The global race is tightening
The Australian story fits a wider global pattern. Electrek reported on July 10 that more than 463,000 EVs were sold in the United States during the first half of 2026, with Tesla still commanding about 50.5 percent of that market. The Model Y remained America’s best-selling EV with 163,454 units, while the Model 3 held second place despite a year-on-year decline. Chevrolet, Hyundai, Cadillac and Toyota are all gaining ground, but Tesla’s lead in the US remains substantial.
Globally, however, BYD is applying pressure that Tesla cannot ignore. Recent reporting from InsideEVs said BYD delivered 557,090 fully electric cars in the second quarter of 2026, compared with Tesla’s 480,126 vehicles. Tesla’s result was still a major rebound and one of its strongest quarters, but BYD’s scale shows why the EV contest is increasingly being fought on price, battery supply, production speed and regional model line-ups rather than brand recognition alone.
More choice is reshaping EV buying
The supporting cast is also getting stronger.

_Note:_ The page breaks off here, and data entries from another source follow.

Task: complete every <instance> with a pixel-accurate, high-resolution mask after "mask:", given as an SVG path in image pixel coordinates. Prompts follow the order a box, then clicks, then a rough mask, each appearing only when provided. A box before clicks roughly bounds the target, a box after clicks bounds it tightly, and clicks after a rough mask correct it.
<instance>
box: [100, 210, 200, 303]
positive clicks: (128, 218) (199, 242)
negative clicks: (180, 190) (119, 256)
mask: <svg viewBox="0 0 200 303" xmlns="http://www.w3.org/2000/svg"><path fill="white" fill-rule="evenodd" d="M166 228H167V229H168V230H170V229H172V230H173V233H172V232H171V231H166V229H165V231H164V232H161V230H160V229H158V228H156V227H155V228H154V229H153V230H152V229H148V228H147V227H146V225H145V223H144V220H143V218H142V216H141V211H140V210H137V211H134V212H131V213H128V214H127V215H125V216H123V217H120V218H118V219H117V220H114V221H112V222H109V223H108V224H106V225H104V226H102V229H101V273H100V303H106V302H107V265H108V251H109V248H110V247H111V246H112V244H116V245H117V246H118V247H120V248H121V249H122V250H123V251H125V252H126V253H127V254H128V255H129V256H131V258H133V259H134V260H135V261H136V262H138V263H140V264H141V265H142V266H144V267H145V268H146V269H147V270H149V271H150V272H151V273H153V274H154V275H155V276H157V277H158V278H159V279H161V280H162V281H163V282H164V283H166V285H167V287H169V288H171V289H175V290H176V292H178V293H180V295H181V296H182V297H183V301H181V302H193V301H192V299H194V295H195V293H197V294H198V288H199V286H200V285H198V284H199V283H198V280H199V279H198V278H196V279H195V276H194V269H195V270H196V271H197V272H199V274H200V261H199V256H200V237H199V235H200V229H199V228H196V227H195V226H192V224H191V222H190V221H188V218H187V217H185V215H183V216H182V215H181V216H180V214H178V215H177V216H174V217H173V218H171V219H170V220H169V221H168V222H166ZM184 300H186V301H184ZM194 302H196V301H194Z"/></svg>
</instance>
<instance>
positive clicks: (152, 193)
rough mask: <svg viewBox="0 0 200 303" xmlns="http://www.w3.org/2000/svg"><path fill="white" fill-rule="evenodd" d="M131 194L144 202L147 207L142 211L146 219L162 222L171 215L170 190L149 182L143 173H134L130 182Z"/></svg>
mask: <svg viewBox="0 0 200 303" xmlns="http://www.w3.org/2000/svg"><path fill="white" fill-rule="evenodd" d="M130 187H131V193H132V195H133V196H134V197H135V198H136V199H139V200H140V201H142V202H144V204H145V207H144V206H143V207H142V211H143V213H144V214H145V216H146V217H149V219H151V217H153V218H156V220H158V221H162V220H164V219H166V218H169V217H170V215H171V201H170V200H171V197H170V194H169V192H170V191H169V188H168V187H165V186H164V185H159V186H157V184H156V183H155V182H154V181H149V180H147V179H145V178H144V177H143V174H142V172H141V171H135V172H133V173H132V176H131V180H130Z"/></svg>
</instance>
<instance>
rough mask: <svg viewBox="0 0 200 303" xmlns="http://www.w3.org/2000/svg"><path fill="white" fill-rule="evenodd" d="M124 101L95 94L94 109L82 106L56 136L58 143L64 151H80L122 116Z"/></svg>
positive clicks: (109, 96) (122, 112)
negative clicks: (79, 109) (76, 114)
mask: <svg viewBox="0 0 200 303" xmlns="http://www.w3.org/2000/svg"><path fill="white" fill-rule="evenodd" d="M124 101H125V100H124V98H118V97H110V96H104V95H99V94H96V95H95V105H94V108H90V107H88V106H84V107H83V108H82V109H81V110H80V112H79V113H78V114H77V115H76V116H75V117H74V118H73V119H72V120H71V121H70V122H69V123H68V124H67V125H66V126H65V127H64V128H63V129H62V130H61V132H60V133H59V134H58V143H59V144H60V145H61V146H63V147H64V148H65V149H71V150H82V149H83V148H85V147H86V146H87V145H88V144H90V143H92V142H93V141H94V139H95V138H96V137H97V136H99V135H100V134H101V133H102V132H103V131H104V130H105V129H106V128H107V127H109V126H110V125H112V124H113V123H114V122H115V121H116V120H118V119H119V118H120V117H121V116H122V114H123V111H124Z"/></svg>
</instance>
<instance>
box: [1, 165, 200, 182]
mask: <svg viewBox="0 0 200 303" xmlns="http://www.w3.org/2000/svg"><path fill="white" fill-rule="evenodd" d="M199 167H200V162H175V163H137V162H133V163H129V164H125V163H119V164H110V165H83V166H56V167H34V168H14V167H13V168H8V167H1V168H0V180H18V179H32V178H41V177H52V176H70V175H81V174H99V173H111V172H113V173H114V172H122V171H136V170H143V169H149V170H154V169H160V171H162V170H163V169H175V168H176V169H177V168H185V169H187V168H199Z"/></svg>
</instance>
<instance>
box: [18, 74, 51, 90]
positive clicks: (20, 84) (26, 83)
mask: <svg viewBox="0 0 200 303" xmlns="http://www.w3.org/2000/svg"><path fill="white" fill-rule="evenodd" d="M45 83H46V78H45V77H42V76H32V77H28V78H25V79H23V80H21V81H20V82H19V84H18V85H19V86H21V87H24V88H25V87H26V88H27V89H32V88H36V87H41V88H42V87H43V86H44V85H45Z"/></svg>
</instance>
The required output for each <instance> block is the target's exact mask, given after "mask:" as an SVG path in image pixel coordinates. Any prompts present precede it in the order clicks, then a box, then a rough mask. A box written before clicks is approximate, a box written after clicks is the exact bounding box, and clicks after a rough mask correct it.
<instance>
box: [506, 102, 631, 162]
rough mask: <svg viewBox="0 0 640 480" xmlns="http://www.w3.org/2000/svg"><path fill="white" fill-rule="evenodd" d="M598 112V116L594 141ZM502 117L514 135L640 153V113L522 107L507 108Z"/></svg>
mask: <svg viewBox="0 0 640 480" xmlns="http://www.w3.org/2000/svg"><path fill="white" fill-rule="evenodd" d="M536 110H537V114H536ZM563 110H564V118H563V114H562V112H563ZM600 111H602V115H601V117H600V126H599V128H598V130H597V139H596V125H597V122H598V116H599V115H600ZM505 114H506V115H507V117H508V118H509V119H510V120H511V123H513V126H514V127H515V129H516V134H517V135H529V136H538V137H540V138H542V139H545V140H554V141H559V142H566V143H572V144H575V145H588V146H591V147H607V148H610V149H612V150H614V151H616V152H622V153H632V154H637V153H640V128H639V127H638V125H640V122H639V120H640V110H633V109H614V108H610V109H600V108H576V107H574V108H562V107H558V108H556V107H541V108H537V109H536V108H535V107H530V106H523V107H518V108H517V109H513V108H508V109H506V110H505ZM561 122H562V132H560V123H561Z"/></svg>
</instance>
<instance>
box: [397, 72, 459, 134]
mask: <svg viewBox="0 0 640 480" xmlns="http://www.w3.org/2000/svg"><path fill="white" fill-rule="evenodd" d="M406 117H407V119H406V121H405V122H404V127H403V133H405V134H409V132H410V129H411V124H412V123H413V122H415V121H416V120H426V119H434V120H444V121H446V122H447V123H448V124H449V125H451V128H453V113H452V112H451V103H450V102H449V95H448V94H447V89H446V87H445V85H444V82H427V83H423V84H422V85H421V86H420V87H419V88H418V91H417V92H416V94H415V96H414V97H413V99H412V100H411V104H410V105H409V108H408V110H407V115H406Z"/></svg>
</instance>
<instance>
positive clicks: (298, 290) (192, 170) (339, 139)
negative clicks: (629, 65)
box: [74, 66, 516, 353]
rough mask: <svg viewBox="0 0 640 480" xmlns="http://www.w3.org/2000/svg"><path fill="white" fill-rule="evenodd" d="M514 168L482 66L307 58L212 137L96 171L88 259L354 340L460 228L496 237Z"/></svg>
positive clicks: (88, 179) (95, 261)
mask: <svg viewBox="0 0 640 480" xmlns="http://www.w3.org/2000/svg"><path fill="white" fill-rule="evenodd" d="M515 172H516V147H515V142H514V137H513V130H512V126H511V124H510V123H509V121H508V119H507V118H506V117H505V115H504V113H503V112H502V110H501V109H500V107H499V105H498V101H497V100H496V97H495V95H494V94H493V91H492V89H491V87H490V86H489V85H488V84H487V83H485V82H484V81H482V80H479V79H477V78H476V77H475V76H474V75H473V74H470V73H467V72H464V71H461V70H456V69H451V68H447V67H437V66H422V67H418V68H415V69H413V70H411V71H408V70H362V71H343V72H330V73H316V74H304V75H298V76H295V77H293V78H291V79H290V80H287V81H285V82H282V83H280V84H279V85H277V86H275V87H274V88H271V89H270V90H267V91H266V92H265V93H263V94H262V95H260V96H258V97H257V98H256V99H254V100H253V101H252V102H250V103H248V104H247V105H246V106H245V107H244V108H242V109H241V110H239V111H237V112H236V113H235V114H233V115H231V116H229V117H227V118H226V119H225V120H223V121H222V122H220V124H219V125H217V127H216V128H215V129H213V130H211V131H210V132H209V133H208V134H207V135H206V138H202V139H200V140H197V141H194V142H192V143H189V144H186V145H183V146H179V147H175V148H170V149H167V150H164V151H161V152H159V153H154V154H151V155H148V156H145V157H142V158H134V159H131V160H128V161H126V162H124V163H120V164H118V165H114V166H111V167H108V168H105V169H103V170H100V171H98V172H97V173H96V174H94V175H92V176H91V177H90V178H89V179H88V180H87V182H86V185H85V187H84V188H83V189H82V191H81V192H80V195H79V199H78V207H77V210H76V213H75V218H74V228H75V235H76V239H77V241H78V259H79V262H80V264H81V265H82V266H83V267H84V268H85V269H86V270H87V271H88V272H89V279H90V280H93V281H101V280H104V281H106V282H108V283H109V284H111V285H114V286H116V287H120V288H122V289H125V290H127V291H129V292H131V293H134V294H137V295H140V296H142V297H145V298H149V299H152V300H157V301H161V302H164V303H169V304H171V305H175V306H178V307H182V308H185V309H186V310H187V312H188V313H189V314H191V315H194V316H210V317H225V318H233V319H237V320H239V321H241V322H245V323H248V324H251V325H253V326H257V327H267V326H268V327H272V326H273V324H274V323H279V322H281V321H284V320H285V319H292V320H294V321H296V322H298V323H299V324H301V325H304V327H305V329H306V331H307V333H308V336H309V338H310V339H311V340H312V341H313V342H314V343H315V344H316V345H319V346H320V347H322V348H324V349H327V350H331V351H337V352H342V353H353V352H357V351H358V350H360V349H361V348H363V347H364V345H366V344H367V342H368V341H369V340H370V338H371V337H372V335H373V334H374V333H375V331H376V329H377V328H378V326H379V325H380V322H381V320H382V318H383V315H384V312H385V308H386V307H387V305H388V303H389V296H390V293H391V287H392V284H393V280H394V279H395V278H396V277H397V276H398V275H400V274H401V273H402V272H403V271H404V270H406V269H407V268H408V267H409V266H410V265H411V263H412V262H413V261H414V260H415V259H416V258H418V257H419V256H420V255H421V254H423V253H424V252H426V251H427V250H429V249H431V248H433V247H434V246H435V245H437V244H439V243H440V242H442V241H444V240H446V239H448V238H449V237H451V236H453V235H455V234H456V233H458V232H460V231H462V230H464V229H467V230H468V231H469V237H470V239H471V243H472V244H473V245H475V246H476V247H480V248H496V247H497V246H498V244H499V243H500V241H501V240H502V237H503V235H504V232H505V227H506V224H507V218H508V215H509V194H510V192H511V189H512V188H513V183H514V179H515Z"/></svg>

Electrek’s US list showed the Hyundai Ioniq 5 as the best-selling non-Tesla EV in the first half of the year, while Toyota’s bZ, Chevrolet’s Equinox EV, Rivian’s R1S and Ford’s Mustang Mach-E all remained in the mix. That broader spread is healthy for buyers: it means more body styles, more price points and more pressure on every manufacturer to improve range, charging speed, software and after-sales support.
For EV enthusiasts, the takeaway is simple: Tesla is still the benchmark in several markets, but BYD is no longer merely chasing. In Australia especially, the two brands are accelerating the shift from early adoption to everyday adoption. If June’s record month becomes the new baseline rather than a one-off spike, the next phase of the EV race will be less about whether Australians are ready for electric cars and more about which automakers can deliver the right EVs at the right price.